A very positive note from FXCM's Q4 numbers is that margins from retail volume (blue line above) have remained very steady, at around 2.0 pips earned per round-trip trade over the past two years. This is where FXCM makes most of its money, and if FXCM can continue to integrate acquisitions (and grow volume organically) while keeping margins at this level, then we think the future is very bright indeed for FXCM.

Institutional margins (red line above), however, tell a different story, with pips-earned falling by more than 50% from 2010 levels, reflecting an ultra-competitive institutional and ECN market in Forex. (We have also seen trends of falling ECN margins, such as at FXall). While FXCM has grown institutional volumes nicely, from about $50 billion per month two years ago to nearly $150 billion per month today, that growth has barely moved the needle at all in creating revenue for FXCM. While institutional volumes are closing in on being 1/3 of overall FXCM volumes, those volumes generate less than 7% of FXCM's trading revenues.

2. Most of FXCM's growth has been in Asia.

FXCM vol geo Q411 FXCM vol geo Q410

In Q4 Asia represented nearly half (47%) of FXCM's retail volume, up from 37% in Q4 last year, and less than 1/3 of volumes less than two years ago.

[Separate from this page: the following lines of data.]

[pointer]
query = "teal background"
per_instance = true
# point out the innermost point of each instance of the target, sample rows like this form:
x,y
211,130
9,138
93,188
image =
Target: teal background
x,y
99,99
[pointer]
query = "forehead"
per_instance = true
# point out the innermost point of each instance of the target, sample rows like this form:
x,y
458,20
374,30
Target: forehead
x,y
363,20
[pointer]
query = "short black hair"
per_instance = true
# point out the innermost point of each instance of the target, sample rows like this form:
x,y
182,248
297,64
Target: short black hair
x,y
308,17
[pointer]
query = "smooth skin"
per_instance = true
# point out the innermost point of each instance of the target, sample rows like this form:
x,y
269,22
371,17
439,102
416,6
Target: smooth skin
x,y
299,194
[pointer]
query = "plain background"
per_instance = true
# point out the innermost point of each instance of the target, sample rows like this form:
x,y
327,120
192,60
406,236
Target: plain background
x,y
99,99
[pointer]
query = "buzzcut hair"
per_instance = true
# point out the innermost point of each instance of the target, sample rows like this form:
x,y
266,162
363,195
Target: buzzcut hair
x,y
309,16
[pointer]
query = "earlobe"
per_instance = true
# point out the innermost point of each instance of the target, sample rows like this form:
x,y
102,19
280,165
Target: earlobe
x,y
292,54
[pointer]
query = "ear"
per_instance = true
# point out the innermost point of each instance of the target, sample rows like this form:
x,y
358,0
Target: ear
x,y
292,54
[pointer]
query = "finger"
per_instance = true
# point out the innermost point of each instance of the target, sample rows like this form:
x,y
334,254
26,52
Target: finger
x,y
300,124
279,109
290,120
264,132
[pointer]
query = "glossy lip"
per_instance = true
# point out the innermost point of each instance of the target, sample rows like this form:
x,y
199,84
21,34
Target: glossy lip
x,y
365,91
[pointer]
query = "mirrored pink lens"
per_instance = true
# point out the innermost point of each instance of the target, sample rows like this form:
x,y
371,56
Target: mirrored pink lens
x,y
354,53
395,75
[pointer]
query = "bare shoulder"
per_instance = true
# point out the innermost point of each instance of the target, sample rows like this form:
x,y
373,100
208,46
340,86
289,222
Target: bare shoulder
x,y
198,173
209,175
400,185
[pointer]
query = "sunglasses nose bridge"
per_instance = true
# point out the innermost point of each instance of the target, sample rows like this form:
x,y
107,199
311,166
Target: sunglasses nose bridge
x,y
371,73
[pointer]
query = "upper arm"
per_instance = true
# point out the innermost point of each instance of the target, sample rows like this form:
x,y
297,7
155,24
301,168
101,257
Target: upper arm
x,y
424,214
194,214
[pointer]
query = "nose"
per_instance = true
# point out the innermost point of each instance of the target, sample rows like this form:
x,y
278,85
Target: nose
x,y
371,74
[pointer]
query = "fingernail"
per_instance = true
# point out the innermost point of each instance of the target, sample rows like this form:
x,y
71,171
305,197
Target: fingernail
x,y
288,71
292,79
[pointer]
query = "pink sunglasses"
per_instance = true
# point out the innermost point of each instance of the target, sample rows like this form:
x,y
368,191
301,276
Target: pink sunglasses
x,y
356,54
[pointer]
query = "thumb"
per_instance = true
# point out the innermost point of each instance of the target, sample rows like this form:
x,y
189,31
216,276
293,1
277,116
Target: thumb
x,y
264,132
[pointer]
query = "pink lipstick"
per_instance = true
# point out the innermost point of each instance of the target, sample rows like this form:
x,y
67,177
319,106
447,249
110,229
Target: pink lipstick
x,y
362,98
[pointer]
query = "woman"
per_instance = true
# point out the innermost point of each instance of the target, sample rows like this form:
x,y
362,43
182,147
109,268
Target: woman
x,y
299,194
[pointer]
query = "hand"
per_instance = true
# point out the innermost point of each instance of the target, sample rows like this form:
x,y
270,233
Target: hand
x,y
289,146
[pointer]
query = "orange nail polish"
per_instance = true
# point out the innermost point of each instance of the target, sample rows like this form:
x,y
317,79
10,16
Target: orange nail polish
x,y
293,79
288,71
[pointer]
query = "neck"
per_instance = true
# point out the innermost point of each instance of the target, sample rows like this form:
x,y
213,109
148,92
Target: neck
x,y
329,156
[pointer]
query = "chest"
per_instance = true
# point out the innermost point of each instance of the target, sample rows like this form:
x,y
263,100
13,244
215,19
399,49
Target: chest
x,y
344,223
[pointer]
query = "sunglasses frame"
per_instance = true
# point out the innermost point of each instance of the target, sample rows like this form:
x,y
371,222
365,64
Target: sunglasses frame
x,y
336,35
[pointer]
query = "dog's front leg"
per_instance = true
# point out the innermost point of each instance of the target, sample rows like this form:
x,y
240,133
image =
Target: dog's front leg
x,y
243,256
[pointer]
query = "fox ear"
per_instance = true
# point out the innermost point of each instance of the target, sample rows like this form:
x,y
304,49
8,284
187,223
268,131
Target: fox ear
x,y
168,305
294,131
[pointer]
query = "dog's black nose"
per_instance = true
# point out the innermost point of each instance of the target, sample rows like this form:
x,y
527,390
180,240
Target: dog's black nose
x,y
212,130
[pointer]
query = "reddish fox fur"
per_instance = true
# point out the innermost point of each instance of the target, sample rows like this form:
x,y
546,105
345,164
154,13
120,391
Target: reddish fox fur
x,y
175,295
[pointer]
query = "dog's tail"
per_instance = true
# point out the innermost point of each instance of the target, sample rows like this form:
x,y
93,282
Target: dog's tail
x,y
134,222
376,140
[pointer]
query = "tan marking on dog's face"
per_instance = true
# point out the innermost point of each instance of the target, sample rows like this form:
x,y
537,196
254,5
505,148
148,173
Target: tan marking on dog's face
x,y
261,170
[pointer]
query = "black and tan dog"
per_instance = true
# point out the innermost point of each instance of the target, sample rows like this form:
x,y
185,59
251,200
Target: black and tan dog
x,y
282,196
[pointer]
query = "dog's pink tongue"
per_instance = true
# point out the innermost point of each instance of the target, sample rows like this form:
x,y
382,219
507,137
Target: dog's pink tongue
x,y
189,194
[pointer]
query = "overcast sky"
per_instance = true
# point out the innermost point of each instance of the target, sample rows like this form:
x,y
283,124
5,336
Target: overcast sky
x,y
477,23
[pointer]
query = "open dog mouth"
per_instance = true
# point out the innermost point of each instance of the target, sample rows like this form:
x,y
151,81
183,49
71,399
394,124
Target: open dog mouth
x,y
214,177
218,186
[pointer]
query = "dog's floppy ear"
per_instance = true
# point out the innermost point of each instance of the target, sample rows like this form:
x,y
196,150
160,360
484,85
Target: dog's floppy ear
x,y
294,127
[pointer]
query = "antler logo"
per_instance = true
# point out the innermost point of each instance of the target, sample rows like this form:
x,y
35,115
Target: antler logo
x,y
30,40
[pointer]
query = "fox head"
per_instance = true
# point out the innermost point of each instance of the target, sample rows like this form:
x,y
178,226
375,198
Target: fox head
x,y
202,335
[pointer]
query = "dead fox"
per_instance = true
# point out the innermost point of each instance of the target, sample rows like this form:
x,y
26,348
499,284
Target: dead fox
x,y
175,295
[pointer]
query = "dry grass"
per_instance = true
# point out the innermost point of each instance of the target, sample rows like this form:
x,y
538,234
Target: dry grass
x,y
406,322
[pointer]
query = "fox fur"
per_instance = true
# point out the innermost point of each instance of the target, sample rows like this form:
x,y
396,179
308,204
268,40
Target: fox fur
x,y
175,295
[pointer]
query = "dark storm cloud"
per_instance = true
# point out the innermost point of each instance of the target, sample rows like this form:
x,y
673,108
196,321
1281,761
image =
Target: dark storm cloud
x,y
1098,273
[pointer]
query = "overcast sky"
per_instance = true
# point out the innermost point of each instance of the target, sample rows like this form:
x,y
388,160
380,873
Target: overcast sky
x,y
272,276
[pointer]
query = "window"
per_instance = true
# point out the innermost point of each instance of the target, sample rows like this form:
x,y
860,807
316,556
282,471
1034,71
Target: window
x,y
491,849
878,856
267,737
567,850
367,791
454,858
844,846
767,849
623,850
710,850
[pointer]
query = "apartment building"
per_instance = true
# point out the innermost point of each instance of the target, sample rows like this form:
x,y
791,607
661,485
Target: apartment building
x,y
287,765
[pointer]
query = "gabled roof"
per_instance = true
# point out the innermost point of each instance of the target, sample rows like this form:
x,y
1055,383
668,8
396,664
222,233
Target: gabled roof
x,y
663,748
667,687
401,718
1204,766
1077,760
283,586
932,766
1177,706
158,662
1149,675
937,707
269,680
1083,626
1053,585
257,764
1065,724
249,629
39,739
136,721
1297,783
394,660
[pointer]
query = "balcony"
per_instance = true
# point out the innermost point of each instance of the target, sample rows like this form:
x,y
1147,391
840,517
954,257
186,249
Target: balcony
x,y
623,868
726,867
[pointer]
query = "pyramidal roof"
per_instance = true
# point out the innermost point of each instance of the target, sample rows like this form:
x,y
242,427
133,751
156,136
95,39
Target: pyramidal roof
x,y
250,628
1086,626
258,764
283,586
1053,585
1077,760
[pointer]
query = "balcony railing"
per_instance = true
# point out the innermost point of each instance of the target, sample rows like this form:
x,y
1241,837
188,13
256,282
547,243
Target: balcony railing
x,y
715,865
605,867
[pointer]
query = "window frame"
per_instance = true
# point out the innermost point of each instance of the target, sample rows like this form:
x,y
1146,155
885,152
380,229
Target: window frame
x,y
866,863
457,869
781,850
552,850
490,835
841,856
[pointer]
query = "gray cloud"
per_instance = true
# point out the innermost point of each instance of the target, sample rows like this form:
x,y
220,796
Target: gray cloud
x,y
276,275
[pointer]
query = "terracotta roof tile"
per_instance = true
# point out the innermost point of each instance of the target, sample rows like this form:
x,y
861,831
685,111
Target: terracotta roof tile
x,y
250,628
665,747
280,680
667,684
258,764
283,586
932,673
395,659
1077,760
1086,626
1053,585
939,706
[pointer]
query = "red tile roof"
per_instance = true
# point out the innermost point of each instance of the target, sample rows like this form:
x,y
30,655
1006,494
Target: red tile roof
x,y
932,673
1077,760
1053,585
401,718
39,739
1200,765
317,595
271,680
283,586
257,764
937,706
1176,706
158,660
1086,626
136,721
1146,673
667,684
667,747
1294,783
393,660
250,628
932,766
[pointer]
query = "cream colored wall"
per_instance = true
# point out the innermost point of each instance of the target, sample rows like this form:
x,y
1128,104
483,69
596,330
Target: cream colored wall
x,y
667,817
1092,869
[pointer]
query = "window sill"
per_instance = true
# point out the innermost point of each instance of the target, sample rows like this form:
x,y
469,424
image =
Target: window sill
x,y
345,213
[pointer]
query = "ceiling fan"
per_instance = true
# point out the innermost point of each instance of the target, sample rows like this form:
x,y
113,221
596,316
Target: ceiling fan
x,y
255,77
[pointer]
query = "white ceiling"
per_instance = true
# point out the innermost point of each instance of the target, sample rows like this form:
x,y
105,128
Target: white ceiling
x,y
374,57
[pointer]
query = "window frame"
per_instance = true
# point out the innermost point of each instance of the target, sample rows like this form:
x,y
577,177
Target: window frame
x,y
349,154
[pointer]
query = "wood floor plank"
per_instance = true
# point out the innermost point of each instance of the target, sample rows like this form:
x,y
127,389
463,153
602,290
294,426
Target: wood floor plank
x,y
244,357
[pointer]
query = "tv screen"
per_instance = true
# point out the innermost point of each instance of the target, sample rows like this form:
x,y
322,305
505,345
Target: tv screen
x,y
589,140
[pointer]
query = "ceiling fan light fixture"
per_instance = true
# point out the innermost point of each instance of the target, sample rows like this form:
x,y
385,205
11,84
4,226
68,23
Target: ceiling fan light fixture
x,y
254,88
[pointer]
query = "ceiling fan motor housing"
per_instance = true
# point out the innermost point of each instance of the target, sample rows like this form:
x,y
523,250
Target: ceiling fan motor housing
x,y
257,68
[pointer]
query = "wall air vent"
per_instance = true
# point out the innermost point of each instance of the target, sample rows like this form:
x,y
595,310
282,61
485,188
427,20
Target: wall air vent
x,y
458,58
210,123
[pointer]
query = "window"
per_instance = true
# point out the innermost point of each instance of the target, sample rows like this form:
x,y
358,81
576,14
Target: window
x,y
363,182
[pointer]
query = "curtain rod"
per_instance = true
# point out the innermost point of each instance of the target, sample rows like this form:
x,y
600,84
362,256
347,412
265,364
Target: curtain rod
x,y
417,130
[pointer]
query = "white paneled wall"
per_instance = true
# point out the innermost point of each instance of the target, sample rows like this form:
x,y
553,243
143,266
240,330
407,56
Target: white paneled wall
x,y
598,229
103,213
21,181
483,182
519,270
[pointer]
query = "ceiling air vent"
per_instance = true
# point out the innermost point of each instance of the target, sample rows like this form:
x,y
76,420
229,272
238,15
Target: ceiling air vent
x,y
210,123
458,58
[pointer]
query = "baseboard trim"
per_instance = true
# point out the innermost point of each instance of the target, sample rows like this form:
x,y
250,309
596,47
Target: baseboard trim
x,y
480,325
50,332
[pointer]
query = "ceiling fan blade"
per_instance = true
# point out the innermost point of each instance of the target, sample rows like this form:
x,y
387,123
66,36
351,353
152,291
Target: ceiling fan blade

This move to Asia is not too surprising, given that FXCM made two acquisitions in Japan during 2011, although the impact from those acquisitions will be felt mostly in 2012. But clearly, Asia is the new battleground in Forex, with the leading global Forex firms positioning themselves for increased competition in Asia, and for the eventual opening of the Chinese retail market. This access-to-Asia push is one of the reason we have seen so much recent interest in Australia, with firms such as Saxo Bank, FxPro and AvaFX opening offices and growing their presences there.

3. New White Labels.

FXCM recently signed up E*Trade and its $180 billion in client assets as a White Label client for E*Trade's about-to-be-launched FX business. The deal is a 50-50 split in revenues. And FXCM projects that if just 1.5% of E*Trade clients take up FX trading, it could result in upwards of $200 million in annual revenue for FXCM (sounds somewhat overly-optimistic to us!). Apparently FXCM has two more large White Label deals in the works, one with a large European financial institution. Should be some announcements soon.